© 2006 Jonathan Bernstein
Estimated Readership: 14,000+
JUST A THOUGHT
I had a nightmare last night that our reputation was going down the drain while we held committee meetings to try and figure out how to respond.
CRISIS MANAGER UNIVERSITY
Mel Gibson's Inept Crisis Management
by Jonathan Bernstein
Ah, Mel. You drunken case study in inept crisis management, you. First you make a huge personal mistake. Then you start to do the right thing, categorically, but by not going far enough you further undermine what shreds of credibility you still retained.
When the transcript of Mel Gibson's alcohol-fueled tirade emerged from his Los Angeles County traffic stop, he and his advisors clearly realized that he was in an extremely tenuous situation requiring an immediate mea culpa. But what to apologize for? Being drunk and driving? For making negative comment about Jews, women and the police? For being belligerent towards the cops? For letting down his fans?
The answer should have been "all of the above." There are few adults who haven't experienced drunkenness at least once. Most adults who have been drunk know that while they may have said very regrettable things under the influence, what they said was usually based on some actual feeling. Booze doesn't create feelings or beliefs, but it directly affects the judgment center of the brain, causing thoughts to become verbalized.
The statement he made read as follows:
"After drinking alcohol on Thursday night, I did a number of things that were very wrong and for which I am ashamed. I drove a car when I should not have, and was stopped by the L.A. County sheriffs. The arresting officer was just doing his job and I feel fortunate that I was apprehended before I caused injury to any other person.
"I acted like a person completely out of control when I was arrested, and said things that I do not believe to be true and which are despicable. I am deeply ashamed of everything I said and I apologize to anyone who I have offended.

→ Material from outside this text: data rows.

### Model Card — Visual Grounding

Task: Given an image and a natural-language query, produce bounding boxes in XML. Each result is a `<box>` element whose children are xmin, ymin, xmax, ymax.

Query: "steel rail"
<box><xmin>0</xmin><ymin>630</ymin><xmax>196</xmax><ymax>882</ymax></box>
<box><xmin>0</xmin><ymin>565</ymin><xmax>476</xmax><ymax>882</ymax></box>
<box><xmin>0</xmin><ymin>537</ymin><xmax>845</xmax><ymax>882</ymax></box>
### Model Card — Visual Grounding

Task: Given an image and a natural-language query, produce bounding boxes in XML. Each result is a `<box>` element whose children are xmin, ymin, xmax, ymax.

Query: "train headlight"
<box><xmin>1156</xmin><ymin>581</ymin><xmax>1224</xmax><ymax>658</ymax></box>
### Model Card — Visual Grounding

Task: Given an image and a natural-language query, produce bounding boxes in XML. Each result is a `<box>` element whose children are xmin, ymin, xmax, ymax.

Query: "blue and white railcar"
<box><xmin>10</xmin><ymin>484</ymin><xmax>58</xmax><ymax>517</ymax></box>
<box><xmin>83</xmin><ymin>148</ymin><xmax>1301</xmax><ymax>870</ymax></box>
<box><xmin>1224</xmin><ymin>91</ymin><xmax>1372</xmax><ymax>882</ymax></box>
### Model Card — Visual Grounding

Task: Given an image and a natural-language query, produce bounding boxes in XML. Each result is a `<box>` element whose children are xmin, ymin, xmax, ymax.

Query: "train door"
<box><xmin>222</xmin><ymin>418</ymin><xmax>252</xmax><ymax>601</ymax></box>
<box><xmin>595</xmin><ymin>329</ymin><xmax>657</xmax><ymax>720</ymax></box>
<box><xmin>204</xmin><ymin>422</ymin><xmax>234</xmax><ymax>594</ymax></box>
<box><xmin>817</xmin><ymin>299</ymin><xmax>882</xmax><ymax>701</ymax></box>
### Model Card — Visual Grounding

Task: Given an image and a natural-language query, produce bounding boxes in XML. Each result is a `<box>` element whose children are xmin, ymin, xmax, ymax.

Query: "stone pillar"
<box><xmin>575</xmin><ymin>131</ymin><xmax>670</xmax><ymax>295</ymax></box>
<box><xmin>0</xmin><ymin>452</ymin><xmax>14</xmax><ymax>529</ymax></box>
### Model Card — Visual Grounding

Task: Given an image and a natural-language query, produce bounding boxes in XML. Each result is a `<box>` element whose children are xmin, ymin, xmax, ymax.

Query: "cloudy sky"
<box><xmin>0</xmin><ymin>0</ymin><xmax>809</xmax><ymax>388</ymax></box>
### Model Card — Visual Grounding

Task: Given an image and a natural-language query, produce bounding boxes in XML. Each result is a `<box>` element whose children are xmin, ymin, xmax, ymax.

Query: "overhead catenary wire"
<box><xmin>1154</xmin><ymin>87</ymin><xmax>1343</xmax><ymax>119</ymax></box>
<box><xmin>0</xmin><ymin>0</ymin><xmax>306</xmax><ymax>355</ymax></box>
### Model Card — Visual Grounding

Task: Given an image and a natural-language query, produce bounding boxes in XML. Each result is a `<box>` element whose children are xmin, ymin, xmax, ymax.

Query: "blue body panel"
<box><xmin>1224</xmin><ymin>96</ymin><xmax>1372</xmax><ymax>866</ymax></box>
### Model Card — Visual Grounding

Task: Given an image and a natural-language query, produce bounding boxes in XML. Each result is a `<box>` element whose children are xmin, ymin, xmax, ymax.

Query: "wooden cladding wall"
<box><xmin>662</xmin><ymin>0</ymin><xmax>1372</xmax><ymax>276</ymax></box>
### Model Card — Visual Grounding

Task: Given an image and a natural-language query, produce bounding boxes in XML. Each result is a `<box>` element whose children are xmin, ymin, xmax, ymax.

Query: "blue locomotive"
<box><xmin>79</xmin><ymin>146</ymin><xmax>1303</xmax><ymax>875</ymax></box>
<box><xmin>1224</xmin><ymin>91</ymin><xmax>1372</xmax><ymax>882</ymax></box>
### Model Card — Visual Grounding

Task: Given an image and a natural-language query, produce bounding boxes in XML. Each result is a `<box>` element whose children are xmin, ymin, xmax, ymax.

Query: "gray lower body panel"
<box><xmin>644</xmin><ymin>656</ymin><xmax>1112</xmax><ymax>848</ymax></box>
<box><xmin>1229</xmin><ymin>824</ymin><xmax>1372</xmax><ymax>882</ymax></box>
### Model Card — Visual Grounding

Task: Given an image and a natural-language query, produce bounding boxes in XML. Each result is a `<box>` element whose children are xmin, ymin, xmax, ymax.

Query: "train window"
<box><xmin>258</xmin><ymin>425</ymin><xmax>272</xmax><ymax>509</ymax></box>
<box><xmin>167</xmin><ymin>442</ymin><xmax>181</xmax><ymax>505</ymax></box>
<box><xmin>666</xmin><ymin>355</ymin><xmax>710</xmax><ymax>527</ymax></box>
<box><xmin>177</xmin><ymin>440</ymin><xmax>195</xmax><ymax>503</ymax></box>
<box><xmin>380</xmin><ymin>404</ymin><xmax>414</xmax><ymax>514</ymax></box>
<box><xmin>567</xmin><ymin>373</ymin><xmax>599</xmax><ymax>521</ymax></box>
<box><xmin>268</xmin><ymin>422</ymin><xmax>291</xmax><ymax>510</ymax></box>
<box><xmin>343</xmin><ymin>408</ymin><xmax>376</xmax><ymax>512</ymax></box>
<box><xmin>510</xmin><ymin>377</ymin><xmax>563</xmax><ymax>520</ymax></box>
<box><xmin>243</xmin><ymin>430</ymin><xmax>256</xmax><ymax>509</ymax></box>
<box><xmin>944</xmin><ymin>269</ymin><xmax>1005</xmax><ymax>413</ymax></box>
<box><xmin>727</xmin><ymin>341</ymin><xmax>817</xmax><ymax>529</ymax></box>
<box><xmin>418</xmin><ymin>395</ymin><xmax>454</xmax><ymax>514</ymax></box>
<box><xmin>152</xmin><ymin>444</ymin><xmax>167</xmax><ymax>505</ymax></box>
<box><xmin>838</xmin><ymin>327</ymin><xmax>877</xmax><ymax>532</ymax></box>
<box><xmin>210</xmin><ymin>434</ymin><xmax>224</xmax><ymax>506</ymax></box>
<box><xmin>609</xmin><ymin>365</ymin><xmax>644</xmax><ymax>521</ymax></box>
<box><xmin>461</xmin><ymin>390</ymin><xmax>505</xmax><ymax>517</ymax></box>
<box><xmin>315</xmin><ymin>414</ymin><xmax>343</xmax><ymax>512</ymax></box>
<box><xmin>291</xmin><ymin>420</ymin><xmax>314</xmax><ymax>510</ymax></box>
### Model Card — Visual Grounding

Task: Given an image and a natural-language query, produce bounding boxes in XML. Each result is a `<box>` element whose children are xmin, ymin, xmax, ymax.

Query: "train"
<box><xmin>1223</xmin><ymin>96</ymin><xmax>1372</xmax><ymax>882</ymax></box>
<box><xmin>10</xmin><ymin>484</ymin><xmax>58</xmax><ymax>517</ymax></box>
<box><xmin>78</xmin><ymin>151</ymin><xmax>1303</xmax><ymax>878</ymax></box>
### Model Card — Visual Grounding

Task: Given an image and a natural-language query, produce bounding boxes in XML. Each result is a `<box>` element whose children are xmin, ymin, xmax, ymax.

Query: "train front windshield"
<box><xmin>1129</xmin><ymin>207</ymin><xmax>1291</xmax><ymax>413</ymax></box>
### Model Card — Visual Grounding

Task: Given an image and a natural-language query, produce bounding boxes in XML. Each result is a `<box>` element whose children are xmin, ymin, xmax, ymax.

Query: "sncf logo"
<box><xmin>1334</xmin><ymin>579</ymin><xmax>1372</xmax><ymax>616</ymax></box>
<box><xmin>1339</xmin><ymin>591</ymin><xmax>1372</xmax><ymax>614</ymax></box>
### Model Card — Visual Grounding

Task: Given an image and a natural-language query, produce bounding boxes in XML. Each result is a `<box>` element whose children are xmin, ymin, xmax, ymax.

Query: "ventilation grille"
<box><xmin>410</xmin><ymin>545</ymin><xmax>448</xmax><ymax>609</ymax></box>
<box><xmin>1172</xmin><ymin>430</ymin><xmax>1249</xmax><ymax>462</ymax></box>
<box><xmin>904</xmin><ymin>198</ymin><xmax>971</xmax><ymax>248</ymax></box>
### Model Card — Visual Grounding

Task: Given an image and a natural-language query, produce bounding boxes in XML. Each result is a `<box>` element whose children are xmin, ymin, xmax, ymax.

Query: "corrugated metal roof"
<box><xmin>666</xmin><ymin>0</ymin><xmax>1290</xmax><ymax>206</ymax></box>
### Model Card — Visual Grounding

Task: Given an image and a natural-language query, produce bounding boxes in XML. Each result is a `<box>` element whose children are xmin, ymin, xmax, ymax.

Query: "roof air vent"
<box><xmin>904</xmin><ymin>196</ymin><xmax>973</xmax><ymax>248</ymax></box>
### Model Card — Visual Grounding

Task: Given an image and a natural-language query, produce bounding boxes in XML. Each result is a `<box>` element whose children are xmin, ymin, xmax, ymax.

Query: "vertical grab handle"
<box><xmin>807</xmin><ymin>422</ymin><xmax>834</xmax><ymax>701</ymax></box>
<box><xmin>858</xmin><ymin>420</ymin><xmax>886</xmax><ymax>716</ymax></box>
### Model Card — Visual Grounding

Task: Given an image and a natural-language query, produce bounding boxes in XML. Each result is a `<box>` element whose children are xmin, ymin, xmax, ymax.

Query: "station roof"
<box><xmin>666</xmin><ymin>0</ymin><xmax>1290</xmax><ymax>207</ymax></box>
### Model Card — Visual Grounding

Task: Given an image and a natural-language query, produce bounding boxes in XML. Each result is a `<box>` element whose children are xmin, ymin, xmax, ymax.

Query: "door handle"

"Also, I take this opportunity to apologize to the deputies involved for my belligerent behavior. They have always been there for me in my community and indeed probably saved me from myself. I disgraced myself and my family with my behavior and for that I am truly sorry.
"I have battled the disease of alcoholism for all of my adult life and profoundly regret my horrific relapse. I apologize for any behavior unbecoming of me in my inebriated state and have already taken necessary steps to ensure my return to health."
What's missing here is any specific apology for making derogatory statements, which was the primary offense for which he's being criticized. He offered a generic apology and claimed he said things he doesn't believe to be true, but for some inexplicable reason declined to say what those are.
On the day the story broke, I was asked, by ABC Radio News, what Mel Gibson should do to rehab damage to his image. My advice was to do the following, in this order:
- Get into a rehab program and actually follow their direction (he actually entered such a program subsequent to the ABC report, not that I claim any credit).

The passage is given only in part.